DOACs seem effective in preventing venous thrombosis in MPN patients with AF or VTE. For these high-risk patients, low-dose DOACs exposed patients to more arterial thrombosis but fewer bleeding events. Prospective studies are needed to evaluate and compare DOACs to the currently recommended antithrombotic drugs for high-risk MPN patients.
直接口服抗凝剂(DOACs)最近已被证明在癌症患者的血栓形成的一级和二级预防中具有疗效和安全性。我们旨在确定 DOACs 是否可作为降低骨髓增生性肿瘤(MPN)患者血栓形成风险的合适选择。

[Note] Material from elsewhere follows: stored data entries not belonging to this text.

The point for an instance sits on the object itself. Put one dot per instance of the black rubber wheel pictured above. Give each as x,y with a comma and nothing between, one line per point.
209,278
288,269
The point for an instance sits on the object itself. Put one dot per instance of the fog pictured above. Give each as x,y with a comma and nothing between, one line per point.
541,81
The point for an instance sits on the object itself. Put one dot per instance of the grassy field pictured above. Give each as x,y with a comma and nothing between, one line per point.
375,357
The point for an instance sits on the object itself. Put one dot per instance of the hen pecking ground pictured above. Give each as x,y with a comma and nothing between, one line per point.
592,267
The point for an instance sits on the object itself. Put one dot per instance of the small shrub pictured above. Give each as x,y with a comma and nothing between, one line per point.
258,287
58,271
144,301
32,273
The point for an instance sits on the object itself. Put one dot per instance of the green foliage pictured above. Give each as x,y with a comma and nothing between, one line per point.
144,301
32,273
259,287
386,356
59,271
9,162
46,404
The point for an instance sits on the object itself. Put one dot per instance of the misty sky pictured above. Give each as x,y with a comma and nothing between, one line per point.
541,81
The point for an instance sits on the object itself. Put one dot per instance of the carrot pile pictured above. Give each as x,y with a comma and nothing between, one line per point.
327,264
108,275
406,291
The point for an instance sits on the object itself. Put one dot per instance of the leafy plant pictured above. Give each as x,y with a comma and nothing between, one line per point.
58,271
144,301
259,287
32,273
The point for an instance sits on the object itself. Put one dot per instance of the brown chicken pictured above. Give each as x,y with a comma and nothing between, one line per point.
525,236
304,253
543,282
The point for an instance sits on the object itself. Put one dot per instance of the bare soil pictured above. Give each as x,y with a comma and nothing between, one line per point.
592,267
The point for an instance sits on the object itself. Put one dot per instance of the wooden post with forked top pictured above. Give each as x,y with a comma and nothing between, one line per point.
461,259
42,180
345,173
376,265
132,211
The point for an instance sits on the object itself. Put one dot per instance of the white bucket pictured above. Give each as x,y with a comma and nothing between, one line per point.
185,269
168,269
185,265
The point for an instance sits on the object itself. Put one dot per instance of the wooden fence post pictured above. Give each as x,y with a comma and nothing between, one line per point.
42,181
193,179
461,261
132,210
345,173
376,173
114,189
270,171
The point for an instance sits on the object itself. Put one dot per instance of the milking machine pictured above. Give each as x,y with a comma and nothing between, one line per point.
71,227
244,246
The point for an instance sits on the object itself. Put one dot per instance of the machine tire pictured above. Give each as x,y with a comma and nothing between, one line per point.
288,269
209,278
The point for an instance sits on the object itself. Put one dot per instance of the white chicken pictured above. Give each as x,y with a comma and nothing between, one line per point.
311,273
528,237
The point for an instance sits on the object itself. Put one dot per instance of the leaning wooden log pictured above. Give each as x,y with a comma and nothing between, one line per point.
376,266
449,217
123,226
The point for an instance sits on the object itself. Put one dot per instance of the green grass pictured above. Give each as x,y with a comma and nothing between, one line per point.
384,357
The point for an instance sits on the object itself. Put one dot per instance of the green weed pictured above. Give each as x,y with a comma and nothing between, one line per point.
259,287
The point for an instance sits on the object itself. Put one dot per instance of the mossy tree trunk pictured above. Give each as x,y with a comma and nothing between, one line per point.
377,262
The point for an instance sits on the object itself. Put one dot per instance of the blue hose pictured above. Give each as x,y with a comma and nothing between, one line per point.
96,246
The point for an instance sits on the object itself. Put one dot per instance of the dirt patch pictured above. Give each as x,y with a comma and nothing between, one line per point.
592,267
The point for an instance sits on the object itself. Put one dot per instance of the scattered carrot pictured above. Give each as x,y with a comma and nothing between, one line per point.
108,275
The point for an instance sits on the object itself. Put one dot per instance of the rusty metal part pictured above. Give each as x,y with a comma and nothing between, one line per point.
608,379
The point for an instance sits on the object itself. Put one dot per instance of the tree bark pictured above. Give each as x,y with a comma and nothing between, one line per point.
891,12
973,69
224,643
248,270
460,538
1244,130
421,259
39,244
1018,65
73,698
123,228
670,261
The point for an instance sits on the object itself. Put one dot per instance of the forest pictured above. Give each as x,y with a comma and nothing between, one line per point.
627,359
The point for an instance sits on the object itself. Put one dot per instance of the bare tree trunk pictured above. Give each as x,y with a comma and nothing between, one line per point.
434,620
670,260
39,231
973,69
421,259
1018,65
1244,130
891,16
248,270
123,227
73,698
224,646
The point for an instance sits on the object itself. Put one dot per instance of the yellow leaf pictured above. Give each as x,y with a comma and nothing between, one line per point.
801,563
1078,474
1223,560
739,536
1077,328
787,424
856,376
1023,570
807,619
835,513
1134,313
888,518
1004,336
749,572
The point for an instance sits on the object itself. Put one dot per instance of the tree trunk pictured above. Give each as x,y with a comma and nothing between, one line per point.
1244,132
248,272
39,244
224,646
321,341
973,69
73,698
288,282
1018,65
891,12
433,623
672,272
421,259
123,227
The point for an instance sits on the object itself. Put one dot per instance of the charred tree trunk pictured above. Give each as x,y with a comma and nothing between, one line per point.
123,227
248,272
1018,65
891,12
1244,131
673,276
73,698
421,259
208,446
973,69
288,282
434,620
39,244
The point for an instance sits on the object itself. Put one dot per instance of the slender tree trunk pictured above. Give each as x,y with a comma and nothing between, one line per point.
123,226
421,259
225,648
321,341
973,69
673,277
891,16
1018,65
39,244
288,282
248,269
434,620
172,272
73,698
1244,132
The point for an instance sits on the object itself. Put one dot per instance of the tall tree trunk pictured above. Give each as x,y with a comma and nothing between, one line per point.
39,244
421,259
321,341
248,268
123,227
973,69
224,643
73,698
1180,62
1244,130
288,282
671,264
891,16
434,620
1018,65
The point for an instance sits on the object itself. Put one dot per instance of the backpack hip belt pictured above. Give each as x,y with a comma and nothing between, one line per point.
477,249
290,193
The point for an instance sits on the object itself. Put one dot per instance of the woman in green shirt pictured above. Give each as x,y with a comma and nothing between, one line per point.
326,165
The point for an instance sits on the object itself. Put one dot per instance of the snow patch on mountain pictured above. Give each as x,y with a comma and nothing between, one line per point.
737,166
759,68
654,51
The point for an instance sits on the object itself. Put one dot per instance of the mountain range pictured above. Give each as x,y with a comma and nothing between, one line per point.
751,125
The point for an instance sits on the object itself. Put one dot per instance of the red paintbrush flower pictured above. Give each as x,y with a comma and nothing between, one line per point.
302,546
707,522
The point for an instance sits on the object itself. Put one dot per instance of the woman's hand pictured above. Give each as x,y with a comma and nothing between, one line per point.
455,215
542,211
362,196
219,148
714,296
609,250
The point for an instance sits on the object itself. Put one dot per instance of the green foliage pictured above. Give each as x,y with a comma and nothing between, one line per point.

我们分析了一组接受利伐沙班或阿哌沙班治疗的 MPN 患者的大型多中心队列,这些患者患有房颤(AF)或血栓形成事件。
我们纳入了 135 名 MPN 患者,自 DOAC 开始以来,中位随访时间为 23.8 个月。20 名患者(14.8%)发生了 30 次血栓事件(19 名患者中有 28 次动脉血栓形成),总发病率为 6.5%患者年。阿哌沙班和利伐沙班在血栓形成风险方面无差异,但低剂量 DOAC 组的动脉血栓形成发生率明显更高(11.9%与 4.5%患者年,p=0.04)。全剂量组出血事件更为频繁(41.2%与 15.2%,p=0.006)。然而,18 名患者(13.3%)发生了主要和临床上相关的非主要(CRNM)出血事件,两组之间无差异。年龄是唯一确定的血栓形成危险因素,而大出血或 CRNM 出血的危险因素是全剂量治疗方案和 DOAC/低剂量阿司匹林联合治疗。
DOACs 似乎可有效预防 MPN 患者伴房颤或 VTE 的静脉血栓形成。对于这些高危患者,低剂量 DOACs 使患者面临更多的动脉血栓形成风险,但出血事件较少。需要前瞻性研究来评估和比较 DOACs 与目前推荐的抗血栓药物在高危 MPN 患者中的应用。